We just covered a few of the first steps you can take to protect your website’s DNS files from attack. But what if you could go one step further?
As businesses adjust to new ways of remote mass working, cybersecurity is even more relevant today it has ever been. If your business’s IT teams and users will continue to work remotely, protecting your WordPress website and its supporting DNS files is critical.
“You’re probably doing DNS wrong like we were” said Brian Armstrong, co-founder at Canopy in a blog post he wrote in 2014. He wrote his article in the wake of a DDoS attack that disabled his website’s DNS provider, DNSimple.
Many free DNS service providers do an adequate job. However, as cybersecurity becomes more critical in a post-COVID-19 world, upgrading the DNS service your website uses is paramount.

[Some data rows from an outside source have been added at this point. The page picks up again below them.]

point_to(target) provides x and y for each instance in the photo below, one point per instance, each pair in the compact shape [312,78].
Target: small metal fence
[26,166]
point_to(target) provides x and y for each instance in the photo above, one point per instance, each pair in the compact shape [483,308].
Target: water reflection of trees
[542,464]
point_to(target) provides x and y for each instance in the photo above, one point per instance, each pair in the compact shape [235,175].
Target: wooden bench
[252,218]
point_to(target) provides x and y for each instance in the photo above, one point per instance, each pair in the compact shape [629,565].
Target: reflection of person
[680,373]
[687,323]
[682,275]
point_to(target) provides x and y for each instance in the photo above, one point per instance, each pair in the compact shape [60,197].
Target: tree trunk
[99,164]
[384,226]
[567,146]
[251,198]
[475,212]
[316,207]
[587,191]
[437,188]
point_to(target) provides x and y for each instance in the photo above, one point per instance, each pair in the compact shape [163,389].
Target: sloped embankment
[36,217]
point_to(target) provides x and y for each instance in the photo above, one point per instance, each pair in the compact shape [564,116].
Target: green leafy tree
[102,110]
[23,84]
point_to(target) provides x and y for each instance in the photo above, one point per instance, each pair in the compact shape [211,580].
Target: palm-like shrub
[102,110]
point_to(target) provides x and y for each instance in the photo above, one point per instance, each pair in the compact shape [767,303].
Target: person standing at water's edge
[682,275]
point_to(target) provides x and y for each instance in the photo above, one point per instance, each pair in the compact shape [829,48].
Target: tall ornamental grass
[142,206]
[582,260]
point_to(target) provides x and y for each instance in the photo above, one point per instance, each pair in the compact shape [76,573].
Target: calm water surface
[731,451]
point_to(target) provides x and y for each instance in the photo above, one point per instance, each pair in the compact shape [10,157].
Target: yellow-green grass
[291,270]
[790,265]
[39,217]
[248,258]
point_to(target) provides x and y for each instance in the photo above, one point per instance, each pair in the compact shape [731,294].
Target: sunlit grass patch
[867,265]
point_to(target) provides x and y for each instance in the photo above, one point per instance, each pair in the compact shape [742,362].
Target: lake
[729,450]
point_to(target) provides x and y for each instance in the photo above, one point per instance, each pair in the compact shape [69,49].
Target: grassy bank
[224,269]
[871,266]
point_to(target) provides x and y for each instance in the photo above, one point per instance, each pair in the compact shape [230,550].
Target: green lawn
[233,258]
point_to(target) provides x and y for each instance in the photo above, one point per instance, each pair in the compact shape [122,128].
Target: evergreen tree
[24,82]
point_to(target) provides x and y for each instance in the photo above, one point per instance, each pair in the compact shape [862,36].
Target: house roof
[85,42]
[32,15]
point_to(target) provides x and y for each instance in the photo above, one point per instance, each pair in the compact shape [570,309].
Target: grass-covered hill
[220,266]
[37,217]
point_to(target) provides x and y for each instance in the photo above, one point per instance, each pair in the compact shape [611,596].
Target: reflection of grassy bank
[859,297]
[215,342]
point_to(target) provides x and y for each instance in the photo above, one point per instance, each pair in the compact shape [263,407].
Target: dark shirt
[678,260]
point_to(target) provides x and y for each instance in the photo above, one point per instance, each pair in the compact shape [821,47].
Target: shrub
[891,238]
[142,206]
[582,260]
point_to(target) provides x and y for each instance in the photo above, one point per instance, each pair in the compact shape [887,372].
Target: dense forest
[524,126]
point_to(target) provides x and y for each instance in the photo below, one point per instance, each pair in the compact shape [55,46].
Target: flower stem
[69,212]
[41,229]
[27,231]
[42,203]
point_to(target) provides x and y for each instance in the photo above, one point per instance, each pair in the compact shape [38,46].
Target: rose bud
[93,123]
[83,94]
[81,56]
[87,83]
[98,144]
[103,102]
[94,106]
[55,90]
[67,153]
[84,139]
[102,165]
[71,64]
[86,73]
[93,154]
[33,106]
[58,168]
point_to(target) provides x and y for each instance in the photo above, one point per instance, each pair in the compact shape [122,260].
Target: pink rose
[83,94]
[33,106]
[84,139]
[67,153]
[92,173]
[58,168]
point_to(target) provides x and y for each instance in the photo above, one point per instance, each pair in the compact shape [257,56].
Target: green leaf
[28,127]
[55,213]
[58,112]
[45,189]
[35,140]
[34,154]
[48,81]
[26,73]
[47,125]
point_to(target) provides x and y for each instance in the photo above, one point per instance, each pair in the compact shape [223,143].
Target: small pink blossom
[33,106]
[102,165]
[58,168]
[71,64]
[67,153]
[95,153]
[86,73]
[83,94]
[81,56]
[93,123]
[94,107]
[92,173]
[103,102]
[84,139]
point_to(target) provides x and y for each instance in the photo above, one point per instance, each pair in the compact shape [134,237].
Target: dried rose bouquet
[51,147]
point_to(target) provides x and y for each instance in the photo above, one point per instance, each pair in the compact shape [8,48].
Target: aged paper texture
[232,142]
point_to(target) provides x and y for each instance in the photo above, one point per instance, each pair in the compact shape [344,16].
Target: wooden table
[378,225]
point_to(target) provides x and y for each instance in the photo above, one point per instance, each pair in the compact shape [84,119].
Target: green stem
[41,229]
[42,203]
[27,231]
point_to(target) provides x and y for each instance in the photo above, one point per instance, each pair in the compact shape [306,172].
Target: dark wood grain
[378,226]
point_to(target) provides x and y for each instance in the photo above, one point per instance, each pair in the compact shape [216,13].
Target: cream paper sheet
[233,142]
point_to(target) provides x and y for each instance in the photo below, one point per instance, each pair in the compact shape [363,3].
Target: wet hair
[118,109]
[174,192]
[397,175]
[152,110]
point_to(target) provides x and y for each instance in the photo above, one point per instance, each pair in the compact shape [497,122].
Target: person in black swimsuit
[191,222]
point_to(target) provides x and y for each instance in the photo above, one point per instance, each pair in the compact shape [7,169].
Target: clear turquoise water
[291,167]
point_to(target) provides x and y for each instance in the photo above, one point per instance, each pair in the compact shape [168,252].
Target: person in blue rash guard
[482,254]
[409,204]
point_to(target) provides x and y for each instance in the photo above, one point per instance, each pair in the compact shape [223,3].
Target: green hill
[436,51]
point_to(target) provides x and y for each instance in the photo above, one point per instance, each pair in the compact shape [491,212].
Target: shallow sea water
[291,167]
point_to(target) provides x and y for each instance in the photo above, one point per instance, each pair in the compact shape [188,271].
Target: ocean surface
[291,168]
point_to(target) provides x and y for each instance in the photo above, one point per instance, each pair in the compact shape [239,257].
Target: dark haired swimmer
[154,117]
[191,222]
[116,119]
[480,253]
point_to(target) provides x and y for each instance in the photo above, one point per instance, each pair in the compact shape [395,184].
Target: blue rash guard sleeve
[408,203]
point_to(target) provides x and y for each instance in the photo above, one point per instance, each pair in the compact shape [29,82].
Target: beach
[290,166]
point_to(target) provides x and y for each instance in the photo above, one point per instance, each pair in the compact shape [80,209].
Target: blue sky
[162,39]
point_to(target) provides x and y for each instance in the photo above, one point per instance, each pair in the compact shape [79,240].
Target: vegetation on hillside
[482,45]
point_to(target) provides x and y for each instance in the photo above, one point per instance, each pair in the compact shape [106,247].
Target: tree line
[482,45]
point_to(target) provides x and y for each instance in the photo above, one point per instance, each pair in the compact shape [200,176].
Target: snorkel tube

Kinsta surveyed all of the premium DNS service providers and chose to partner with Amazon Route 53. The service offers DNS failover and geolocation routing to ensure your website stays live.
Understanding how your DNS files control your website is vital to maintain a reliable, secure, and efficient website. Making changes to your DNS files should be carried out with care. Once you have completed your changes, appreciating how the DNS propagation process works, and what impacts its performance, will ensure your site updates with minimal delays.
DNS propagation is an essential component of proper website maintenance. DNS propagation is also about more than having a low TTL value set for any changes you make to come into effect.
As the Web has evolved and the ecosystem of nameservers has expanded, DNS has become a vital component to ensure the Web operates efficiently. And not all DNS services providers are made the same.
You may have been using a free DNS service for several years without any issues. Today with heightened cybersecurity, it could be the time to move to premium DNS services to protect the long-term health of your website.